My injury list is mostly harmless – scrapes, shredded skin, bruises and strained joints. Lesson number one was learned early: the street usually wins whatever fight you try to pick with it. There’s been the one or the other collapse due to exhaustion. And I’ve only had to be whisked away by ambulance once – with a season-ending triple compound fracture that required two surgeries, a titanium plate and seven screws to fix. (You should have seen the other guy… yeah, he was fine.)

This year, barring anything serious, I will hopefully peak on the final weekend in September at the Berlin Marathon – a European classic, and one of the five World Marathon Majors. In addition to the 40,000 ascetic sadomasochists who sign up to actually run the 42.195 kilometers through Germany’s capital, about 9,000 slightly more sane skaters also have the opportunity to compete. Our motivation? Fame, fortune, bananas and free beer at the finish line.

Evelynn's skate, Berlin, 2008

It will be my sixth full marathon in Berlin, a city that embraces athletes from wherever they hail and puts on a great show. I have simply not found a better-organized, cooler race, or more appreciative and enthusiastic spectators, anywhere.

As an over-40 amateur, I can only dream of reaching the finish in under an hour and a half.  The professional (female) athletes, 20 years younger than me, complete the circuit in about an hour and 15 minutes.

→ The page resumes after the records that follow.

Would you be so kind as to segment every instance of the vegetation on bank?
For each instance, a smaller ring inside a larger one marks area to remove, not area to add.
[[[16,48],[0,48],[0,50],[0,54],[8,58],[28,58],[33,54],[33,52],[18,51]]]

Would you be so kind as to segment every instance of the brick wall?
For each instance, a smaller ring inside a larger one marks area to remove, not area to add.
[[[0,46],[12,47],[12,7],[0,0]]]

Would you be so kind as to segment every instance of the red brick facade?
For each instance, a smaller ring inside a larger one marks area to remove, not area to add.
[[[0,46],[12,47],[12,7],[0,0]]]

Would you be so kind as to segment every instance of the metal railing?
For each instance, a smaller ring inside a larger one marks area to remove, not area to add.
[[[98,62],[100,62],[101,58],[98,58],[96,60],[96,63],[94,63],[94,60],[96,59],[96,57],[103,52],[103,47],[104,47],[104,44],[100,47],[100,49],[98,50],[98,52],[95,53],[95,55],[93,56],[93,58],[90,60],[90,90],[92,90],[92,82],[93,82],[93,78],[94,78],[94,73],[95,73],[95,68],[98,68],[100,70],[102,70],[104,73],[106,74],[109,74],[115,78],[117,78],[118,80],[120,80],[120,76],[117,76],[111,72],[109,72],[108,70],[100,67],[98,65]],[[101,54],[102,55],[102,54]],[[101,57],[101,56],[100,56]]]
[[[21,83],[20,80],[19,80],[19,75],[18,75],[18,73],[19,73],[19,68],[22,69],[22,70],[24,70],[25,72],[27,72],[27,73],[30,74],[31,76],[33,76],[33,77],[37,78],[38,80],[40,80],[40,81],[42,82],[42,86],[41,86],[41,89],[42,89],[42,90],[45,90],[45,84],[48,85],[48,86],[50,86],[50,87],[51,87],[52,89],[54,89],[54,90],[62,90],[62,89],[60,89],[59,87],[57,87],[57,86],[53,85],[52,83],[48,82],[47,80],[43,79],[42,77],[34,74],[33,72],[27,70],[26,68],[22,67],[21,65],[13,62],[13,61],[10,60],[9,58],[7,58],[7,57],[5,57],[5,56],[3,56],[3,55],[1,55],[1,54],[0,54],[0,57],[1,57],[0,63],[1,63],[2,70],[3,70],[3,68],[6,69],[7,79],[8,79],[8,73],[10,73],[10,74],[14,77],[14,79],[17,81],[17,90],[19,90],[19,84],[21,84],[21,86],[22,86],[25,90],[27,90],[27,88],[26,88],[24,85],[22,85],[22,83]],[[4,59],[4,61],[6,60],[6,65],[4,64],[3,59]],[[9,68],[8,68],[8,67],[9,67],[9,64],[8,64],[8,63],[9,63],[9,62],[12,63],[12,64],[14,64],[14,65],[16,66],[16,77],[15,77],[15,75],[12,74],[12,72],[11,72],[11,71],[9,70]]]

My goal this year is a pretty respectable 1:45:00. In 2008 I came close, missing that mark by a mere 2 minutes. (Or, if you would rather have an even more heartbreaking statistic: 3.5 seconds per kilometer.) The days of a personal best (1:42:32) are probably over – I was still a spring chicken thirty-something the last time I set one of those. But, you know, impossible is nothing, right?

65 days to go. I’ll keep you posted.